LA FOI



Les croyances antiques, que le populaire a conservées jusqu'à nos jours, sont vraies qui affirment l'existence de génies et d'esprits dans les éléments, dans les objets et dans les formes minérales ou végétales. Tout, en effet, possède, dans l'invisible, non seulement son aura électrique, non seulement son double magnétique, mais aussi son type spirituel, son âme, douée d'intelligence, de sensibilité, de libre arbitre.

L'alchimiste, par exemple, agissant sur le minéral, atteint l'aura; le magnétiseur atteint le double; le magicien ordonne à l'esprit de la créature, soit par la force, soit par la ruse scientifique. L'homme libre seul commande légitimement.

La montagne, le rocher, le champ, -- l'état, la province, le hameau, -- la source, le ruisseau, le fleuve, -- l'herbe, la graine, la forêt, -- le golfe, l'océan, le lac, -- la maison, la chambre, le meuble, -- l'outil, le livre, la lettre : tout est le corps physique d'un être invisible. Les polythéismes sont la reconnaissance de ces agents et de leur pouvoir, et la recherche des moyens propres à les capter ou à les concilier.


Théoriquement, le sacerdoce polythéiste doit donc acquérir une science très complexe et une force animique inébranlable. Pratiquement, il travaille au petit bonheur de son savoir fragmentaire et de sa volonté fragile.

Calmer une tempête peut se faire de plusieurs façons Il y a les moyens physiques, comme l'huile et les coups de canon. Il y a les moyens fluidiques : étant donnée la connaissance des courants électro-telluriques, discerner les pôles du tourbillon perturbateur et les annuler en leur en opposant d'autres artificiels, de sens contraire. Il y a les moyens idolâtriques, si l'on peut dire : le matelot fait une promesse ou une menace à son dieu, à un saint, à un sanctuaire de son pays. Le magicien détermine le genre de démons fauteurs du trouble météorologique et les envoie combattre par d'autres agents; ainsi fait-on sur les côtes barbaresques et dans les mers de Chine. Il y a aussi la prière pure et simple, à Dieu ou à la Vierge. Et, enfin, il y a le procédé du Christ, le commandement sans effort, possible aux seuls hommes libres.

C'est vers cette dernière attitude que nous autres, Ses disciples, devons tendre. Pour cela, une seule méthode est à suivre : la culture de la foi. " La peur et le doute existent, dit Zhora, afin que nous ne nous enorgueillissions point ". Mais on peut surmonter la crainte par fierté ou par humilité. Il faut mettre sa confiance en Dieu. Rien ne nous arrive que par Sa permission; et puis, nous sommes tous frères; l'altruisme veut donc que nous soyons heureux si l'épreuve vient sur nous plutôt que sur notre camarade.

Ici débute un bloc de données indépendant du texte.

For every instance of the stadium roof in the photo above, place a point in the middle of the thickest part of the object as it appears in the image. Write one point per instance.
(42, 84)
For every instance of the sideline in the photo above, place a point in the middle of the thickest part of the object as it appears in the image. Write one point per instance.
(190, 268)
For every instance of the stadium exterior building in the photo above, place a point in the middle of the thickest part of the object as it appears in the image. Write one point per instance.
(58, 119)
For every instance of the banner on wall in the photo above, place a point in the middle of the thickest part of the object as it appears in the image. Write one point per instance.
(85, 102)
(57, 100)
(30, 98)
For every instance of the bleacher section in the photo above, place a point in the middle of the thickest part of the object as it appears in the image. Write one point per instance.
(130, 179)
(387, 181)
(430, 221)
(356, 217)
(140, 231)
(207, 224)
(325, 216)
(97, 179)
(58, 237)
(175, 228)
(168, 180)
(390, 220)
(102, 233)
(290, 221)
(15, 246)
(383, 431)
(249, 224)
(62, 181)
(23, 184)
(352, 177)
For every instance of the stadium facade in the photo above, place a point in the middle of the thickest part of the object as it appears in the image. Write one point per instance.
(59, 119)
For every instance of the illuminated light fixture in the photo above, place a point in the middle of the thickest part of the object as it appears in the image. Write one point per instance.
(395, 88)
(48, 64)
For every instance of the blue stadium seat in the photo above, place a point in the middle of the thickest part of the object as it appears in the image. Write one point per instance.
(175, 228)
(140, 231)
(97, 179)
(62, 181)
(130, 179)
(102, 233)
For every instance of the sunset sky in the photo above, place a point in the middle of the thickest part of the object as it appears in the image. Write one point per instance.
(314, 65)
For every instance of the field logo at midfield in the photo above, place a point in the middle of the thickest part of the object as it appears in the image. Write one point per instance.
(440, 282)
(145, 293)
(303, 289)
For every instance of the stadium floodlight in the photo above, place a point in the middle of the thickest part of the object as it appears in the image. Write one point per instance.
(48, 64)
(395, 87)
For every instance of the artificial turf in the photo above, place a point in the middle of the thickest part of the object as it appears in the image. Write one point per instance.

Mais un tel abandon est difficile; l'infusoire lui-même craint pour son existence éphémère. Quant à nous, toute notre vie n'est qu'une succession de craintes injustifiées. C'est là contre qu'il faut réagir. Nous avons en nous le germe de la foi; pour qu'il grandisse, comprenons d'abord la toute-puissance divine; en second lieu, dépensons-nous tout entiers dans chaque effort; en troisième lieu, sachons que, même quand nous semblons avoir fait tout le possible, il nous reste encore une suprême tentative à essayer.

La foi est une substance qui n'existe que dans le Ciel; son mode biologique est surnaturel; l'intelligence, la force musculaire ou magnétique, le raisonnement ne lui sont rien; la passion et la volonté seules, parmi les puissances de l'esprit humain, ont avec elle quelques points de contact. Elle est ignorante, illogique, sans mesure; c'est l'éclair dans la nuit noire : c'est la vie là où il n'y avait rien; c'est l'impossible s'incarnant à notre demande.


Mais le Christ ne commande pas qu'aux tempêtes de nos mers. Dans tout être il y a une fonction hydrologique; chez l'homme, c'est le système circulatoire; dans la société, c'est le commerce; dans l'Église, c'est l'édification de la doctrine. En physiologie, le Christ est le coeur; dans la société actuelle, Sa place est prise par Mammon; dans l'Église, Il est la Messe. Dans les sciences mathématiques, Il S'appelle le nombre; dans la nature physique, les brahmanes Le nomment le soleil noir; en philosophie, Il est le vrai; en art, Il est l'expression. Les tempêtes qu'Il apaise sont, dans chacun de ces mondes, l'indéfini, la maladie, l'erreur, l'insignifiance.

Et partout, pour tout, en tout, c'est la Foi que l'homme peut seule employer pour rétablir l'harmonie.